Heath grew up in Hope, Idaho, and taught in Sandpoint schools in the early 1960s.

Palin has dismissed speculation she might leave Juneau for higher office before her term expires in 2010, saying, “My role as governor is where I can be most helpful right now unless something drastic happens, and I don’t anticipate that right now.”

Nevertheless, John J. Pitney Jr., a political scientist with Claremont McKenna College in California and former analyst for congressional Republicans, said Palin could be an ideal presidential running mate next year.

“What separates her from others is that at a time when Republicans have suffered from the taint of corruption, she represents clean politics,” Pitney said.

“The public stereotype of Republican is a wrinkled old guy taking cash under the table,” he said. “One way for Republicans to break the stereotype is with a female reformer.”

Party labels seem to mean very little to Palin. Her revenue commissioner is a Democrat.
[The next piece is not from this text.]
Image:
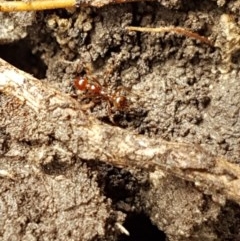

Her husband, Todd, a blue-collar worker on Alaska’s oil-rich North Slope, is an independent.

The mother of four is often seen bounding down the Capitol stairwell, holding a pink backpack and rushing to get her 6-year-old daughter, Piper, off to school on time – something that Pitney said could make Palin more appealing to a national audience.

The former mayor of the Anchorage suburb of Wasilla ran on ethics reform in trouncing Gov. Frank Murkowski in the GOP primary. In the general election, she handily beat former Gov. Tony Knowles, a Democrat.

She immediately took on the state’s most lucrative industry, questioning whether Alaska – which gets about 85 percent of its revenue from big oil – is getting its fair share of the oil companies’ billions of dollars in quarterly profits.

She got what she wanted from the GOP-controlled Legislature. Relying heavily on Democratic votes, she won approval last month to boost taxes on oil company profits from 22.5 percent to 25 percent. That could bring in an additional $1.6 billion annually for the state, depending on oil prices.

The state has also accepted bids for the right to build a multibillion-dollar pipeline to deliver Alaska’s natural gas to the rest of the nation.

On the same day a former Alaska lawmaker was convicted on federal bribery charges, Palin signed an ethics reform bill into law.

Since then, two more former lawmakers have been found guilty of bribery related to VECO Corp., an oil field contractor. Another former lawmaker awaits trial, and Sen. Ted Stevens and Rep. Don Young, both Republicans, are under investigation.

Palin’s climb is being done without the backing of the state Republican Party, led by Randy Ruedrich. In 2004, as chairwoman of the Alaska Oil and Gas Conservation Commission, Palin exposed Ruedrich for ethics violations when he was a fellow commissioner.

She has also made trouble for the party’s establishment by calling on Stevens to give the public an explanation of why the feds have raided Stevens’ Alaska home in the investigation of his ties to VECO’s founder.

“I don’t sweat it at all that the partisanship isn’t playing a big part of my agenda,” Palin said. “What that tells me is this: that I’m on the right track, and that it hasn’t stopped us.”